# Help needed...lure selection for Stripers



## FunnyFishMan (Nov 19, 2004)

Hey all!

I was at Dick's Sporting Goods yesterday picking up a raquetball raquet and found myself in the fishin section first. As I was checking out all the goodies and drooling at the same time, I noticed that I was also getting quite overwhelmed with the lure selection...so many!!!!

Can anyone help me with this, I'm typically a bait guy, but I want to start throwing lures off the jetties and surf. Most likely will be using a couple 7' Okuma set ups from the jetties and a series of 7', 8' and 10' set ups from surf.

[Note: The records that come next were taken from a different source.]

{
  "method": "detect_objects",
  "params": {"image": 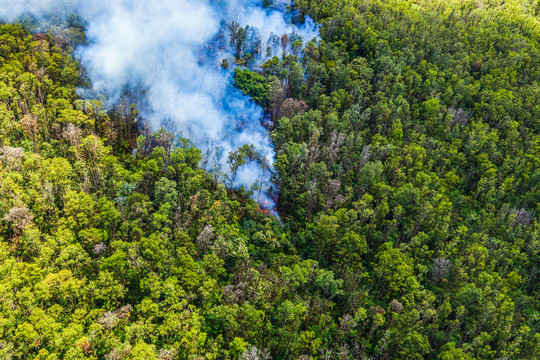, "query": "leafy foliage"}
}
[0,0,540,360]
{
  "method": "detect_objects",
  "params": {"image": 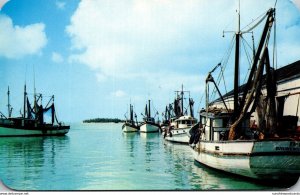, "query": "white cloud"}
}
[0,15,47,58]
[51,52,64,63]
[292,0,300,9]
[111,90,126,98]
[55,1,66,10]
[66,0,300,87]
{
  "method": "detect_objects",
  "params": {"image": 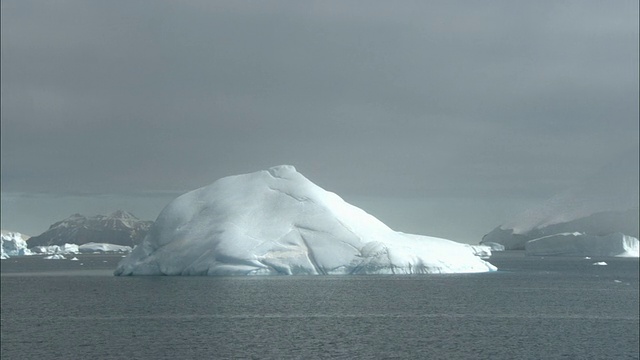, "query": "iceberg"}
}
[114,165,496,275]
[31,243,80,255]
[43,254,66,260]
[78,242,133,253]
[525,232,640,257]
[480,147,640,255]
[0,230,31,260]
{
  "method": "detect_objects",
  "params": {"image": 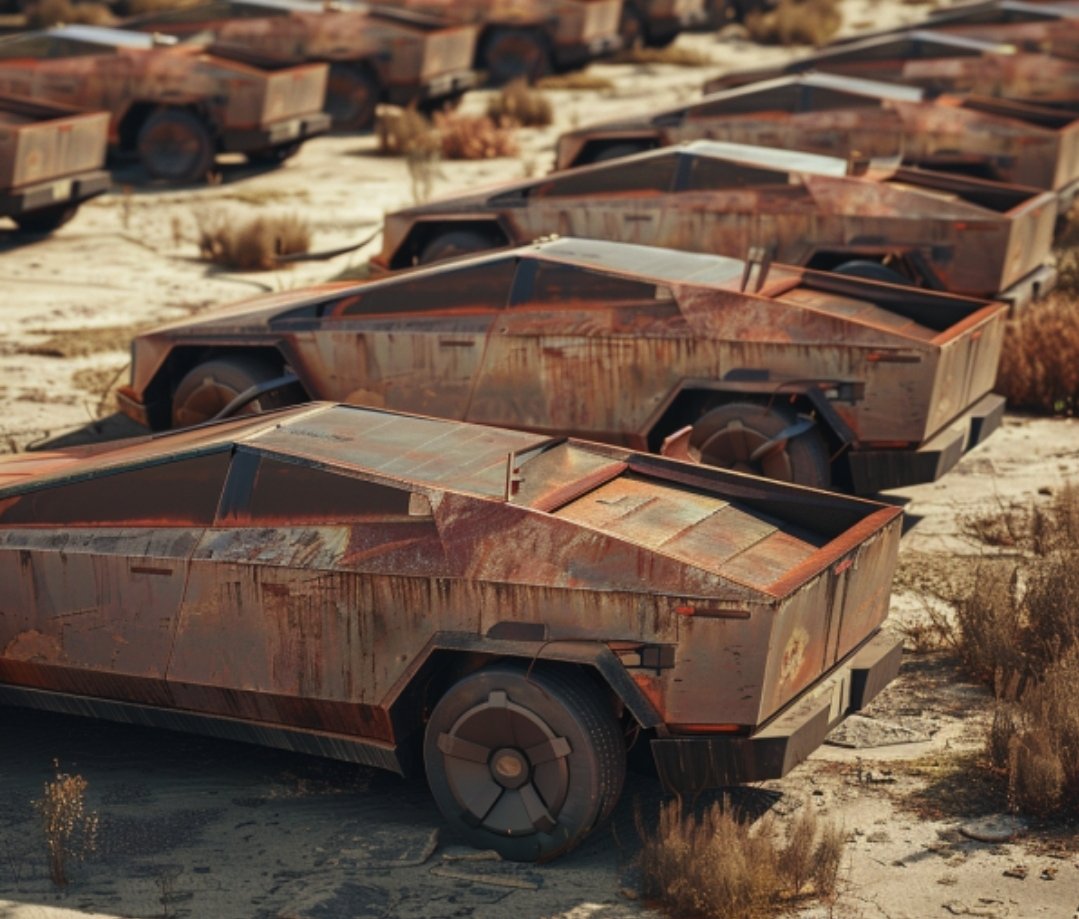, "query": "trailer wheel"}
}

Starting to stock up...been jonesing big time!

FFM


----------



## RuddeDogg (Mar 20, 2004)

*Lures.....*

When jetty fishing I bring along 1/4 white buck tails with a purple worm with a pink or orange fire tail. Metal I use kast maters, kroc spoons, hopkins smoothies and the like. I also use bombers, striper swipers, yo-zuri and Tsu-nami lures especially the ones with orange bellies. Hope this helps.


----------



## FunnyFishMan (Nov 19, 2004)

Sure does...gonna go to the fishermans toystore now and load up on toys!!!

Thanks Rudde


----------



## SALTSHAKER (Dec 5, 2002)

*Striper lures*

FFM I was taught the basic lures are... 1 black, 1 school bus (gold and black) 1 light color, yellow or white a popper, metal, castmaster etc and bucktails. Now I would imagine the soft side storms or tusanmi would be a good start. Can get expensive real fast. If you have a buck or so left over a swimmer of white or yellow would not be a bad choice and you can build on that... good luck.... salt


----------



## FunnyFishMan (Nov 19, 2004)

hey thanks for the advise! I have a couple of white bucktails...I heard that white worms tend to work well on them. Gonna give that a go. Gots some spoons, some storm softies...bubble gum with white or red heads...

I'm gonna go and get an assortment of colors of bombers and such. Have yet to catch a biggon on a lure...

Got some nice stripes and blues on clams and mackeral last spring. Would love to land one on a lure though...I'll feel like a true fisherman when that day happens...and everyone on the board will know it...whether they want to or not!

Thanks for all the help...hope to get out with some of you guys this year.

FFM


----------



## Flyersfan (Dec 5, 2003)

KastMaster (Silver spoon w/white bucktail)


----------



## bottomfeeder (Jan 31, 2006)

*bucktail jigs*

i have not been to jersey,or more directly long beach island for some time,but when i was there,the biggest stripers were caught on bucktails with just about anything trailing.some old school striper yoda said if he had 3 things in his bag for stripers,it would be jigs,jigs,and jigs.


----------